La Stagione Lirica del Teatro Pergolesi prosegue poi venerdì 29 novembre ore 20.30 e domenica 1 dicembre ore 16 (anteprima giovani mercoledì 27 novembre ore 16), con la prima esecuzione assoluta in tempi moderni de “I Quadri Parlanti” di Gaspare Spontini.

Chiude la stagione “La Traviata” di Giuseppe Verdi, nello storico allestimento degli specchi, frutto del genio inventivo dello scenografo Josef Svoboda, realizzato dall’Associazione Arena Sferisterio Macerata e dalla Fondazione Pergolesi Spontini, con riproduzione delle scene in scala ridotta a cura della Fondazione Pergolesi Spontini. Coproduzione con Fondazione Teatro Verdi di Pisa.

Note di regia

Attraversando il libretto di Felice Romani, ci si imbatte di continuo in situazioni
espressione di un desiderio spinto ai limiti della necessità di acquistare qualcosa che ancora non si possiede.

Infatti, constatazioni quali “non si dà follia maggiore dell’amare un solo oggetto” o frasi come “se Fiorilla di vender bramate io la compro” e ancora “cento donne intorno avete; le comprate e le vendete” o “io non vendo mia moglie a persona […], io mia moglie l’ho presa per me”, ricorrono sparse lungo tutta la narrazione.


Proprio Fiorilla, il personaggio che nell’opera sembra non accontentarsi di ciò che ha, è colei che desidera tutto ciò che sa essere desiderabile per gli altri. Ciò che la orienta verso l’oggetto desiderato non è scaturito da una volontà autentica, da un movimento interiore, tanto che lei stessa a un certo punto ammette di non essere davvero interessata al turco e, facendo riferimento ai sentimenti di Zaida per Selim, ci dice “abbia il suo turco, poiché io non lo voglio”.

Se la domanda di un certo bene cresce e quel bene diventa raro, Fiorilla lo rincorre.

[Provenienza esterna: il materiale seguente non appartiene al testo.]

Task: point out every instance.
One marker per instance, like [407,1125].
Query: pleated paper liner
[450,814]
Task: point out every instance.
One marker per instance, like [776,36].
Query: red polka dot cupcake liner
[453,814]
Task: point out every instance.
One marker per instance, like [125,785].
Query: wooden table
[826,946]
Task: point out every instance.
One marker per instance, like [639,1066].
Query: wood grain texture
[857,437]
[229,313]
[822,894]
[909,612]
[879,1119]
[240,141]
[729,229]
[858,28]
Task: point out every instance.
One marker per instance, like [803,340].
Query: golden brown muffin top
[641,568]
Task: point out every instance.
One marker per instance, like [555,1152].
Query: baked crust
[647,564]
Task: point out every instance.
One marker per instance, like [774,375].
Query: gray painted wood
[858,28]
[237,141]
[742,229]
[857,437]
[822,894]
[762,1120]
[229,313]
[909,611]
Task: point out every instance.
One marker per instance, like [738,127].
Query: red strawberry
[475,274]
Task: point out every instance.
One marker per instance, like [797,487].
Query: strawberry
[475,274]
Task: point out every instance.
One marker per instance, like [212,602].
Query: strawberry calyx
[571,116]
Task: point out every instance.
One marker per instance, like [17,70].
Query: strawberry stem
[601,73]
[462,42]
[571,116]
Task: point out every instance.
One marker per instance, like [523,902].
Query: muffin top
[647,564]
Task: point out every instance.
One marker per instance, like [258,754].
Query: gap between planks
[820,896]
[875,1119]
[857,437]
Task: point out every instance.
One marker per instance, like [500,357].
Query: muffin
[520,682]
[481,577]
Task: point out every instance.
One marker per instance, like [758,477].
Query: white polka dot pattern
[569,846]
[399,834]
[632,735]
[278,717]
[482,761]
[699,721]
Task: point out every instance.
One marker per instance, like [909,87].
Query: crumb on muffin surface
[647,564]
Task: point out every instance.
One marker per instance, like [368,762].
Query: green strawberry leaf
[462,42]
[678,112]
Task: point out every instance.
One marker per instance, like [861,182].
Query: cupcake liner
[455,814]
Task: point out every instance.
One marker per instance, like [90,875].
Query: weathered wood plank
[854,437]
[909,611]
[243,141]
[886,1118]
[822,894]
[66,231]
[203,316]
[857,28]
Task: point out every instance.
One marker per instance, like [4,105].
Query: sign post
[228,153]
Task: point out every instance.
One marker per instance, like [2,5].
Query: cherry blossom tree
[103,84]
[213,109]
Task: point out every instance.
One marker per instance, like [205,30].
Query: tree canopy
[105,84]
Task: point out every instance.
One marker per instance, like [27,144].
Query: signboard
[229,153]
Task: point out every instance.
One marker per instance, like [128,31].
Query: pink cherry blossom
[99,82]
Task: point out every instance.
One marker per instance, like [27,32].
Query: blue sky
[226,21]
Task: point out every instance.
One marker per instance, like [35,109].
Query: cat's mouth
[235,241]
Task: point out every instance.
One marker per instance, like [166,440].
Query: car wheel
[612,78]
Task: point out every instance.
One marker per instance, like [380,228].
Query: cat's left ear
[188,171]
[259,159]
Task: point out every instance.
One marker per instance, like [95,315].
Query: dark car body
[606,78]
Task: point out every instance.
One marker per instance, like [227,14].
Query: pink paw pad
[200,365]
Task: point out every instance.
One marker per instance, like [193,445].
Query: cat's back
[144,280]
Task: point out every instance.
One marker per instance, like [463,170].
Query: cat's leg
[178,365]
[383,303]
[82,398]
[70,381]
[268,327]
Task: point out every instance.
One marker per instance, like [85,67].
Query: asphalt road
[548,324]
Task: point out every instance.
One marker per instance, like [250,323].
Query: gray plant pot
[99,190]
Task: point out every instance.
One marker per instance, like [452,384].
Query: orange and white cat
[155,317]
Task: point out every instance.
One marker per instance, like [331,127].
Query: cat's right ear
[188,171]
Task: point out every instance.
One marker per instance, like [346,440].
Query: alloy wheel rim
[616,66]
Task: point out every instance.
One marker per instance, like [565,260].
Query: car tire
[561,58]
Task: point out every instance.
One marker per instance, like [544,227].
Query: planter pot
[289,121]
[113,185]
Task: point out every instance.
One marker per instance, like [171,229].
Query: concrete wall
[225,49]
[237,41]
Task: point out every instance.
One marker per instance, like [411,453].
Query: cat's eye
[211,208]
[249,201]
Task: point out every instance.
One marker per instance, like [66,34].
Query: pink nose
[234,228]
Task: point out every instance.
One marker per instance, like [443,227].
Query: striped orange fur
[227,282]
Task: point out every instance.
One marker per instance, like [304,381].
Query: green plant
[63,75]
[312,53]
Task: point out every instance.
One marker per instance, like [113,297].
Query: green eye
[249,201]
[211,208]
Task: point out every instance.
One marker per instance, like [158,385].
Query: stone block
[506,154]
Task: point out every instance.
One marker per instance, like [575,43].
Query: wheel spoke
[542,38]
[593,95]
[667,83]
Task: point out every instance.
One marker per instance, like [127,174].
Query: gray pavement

Perché lei, che non sa cosa vuole, certamente sa di volere ciò che gli altri non hanno. Vittima di un processo di accumulo che la fa muovere curiosa e vorace, Fiorilla non compie mai adulterio ma ci si dirige contro, per necessità di libertà, per divertimento, per slancio vitale verso una vita che lei desidera stimolante e sempre nuova.

In lei risiede la morale dell’opera che, coerentemente con lo spirito del tempo, prevede che gli uomini la aggiustino correggendone la traiettoria e riportandola al ruolo di moglie fedele.

La necessità, per chi scrive, è stata quella di intercettare nel suo ruolo il tratto universale di
un’umanità vittima di stimoli costanti, per cercare di dare al suo personaggio non l’accezione dell’essere umano guasto che va aggiustato, ma quella di una vittima perfetta, sulla cui fragilità è possibile lucrare.


Fiorilla, per i tratti delineati, è dunque la vittima perfetta di questo sistema.
Colei su cui la macchina della creazione del desiderio è sempre efficace e la induce a comprare tutto quello che le si vende, in questo mercato di sentimenti dove non ci sono più linee di confine fra oggetti e persone. Lo sono anche Geronio e Narciso, dipendenti anche loro dall’impossibilità di rinunciare a tutto quello che a loro si offre.


Ciò che in questo mondo i personaggi provano, è un abito indossato, un prodotto da consumare; nessuno, a parte Zaida e il suo sincero amore per Selim, prova autenticamente qualcosa. Lei che, insieme ad Albazar, si è infiltrata nell’ingranaggio deputato alla promozione e vendita di tutto ciò che in questa storia viene desiderato, usato e in fretta dimenticato.

Ma Fiorilla è anche colei che in prossimità della fine dell’opera, rifiutata per gioco dal marito, vivrà una rivelazione, un risveglio che la indurrà di colpo a rinunciare e a disfarsi di tutto ciò che per una vita intera ha accumulato: “vani ornamenti, che fate meco omai! Itene tutti, itene sparsi a terra; io vi calpesto, cagioni de miei falli, e vi detesto”.

È di fatto una liberazione, pagata al prezzo della rivelazione del vuoto che porta dentro.
Un autentico ritorno a se stessa, a quello che forse è davvero: nello spazio che trabocca di oggetti desiderati ormai morenti, c’è una scintilla di vita.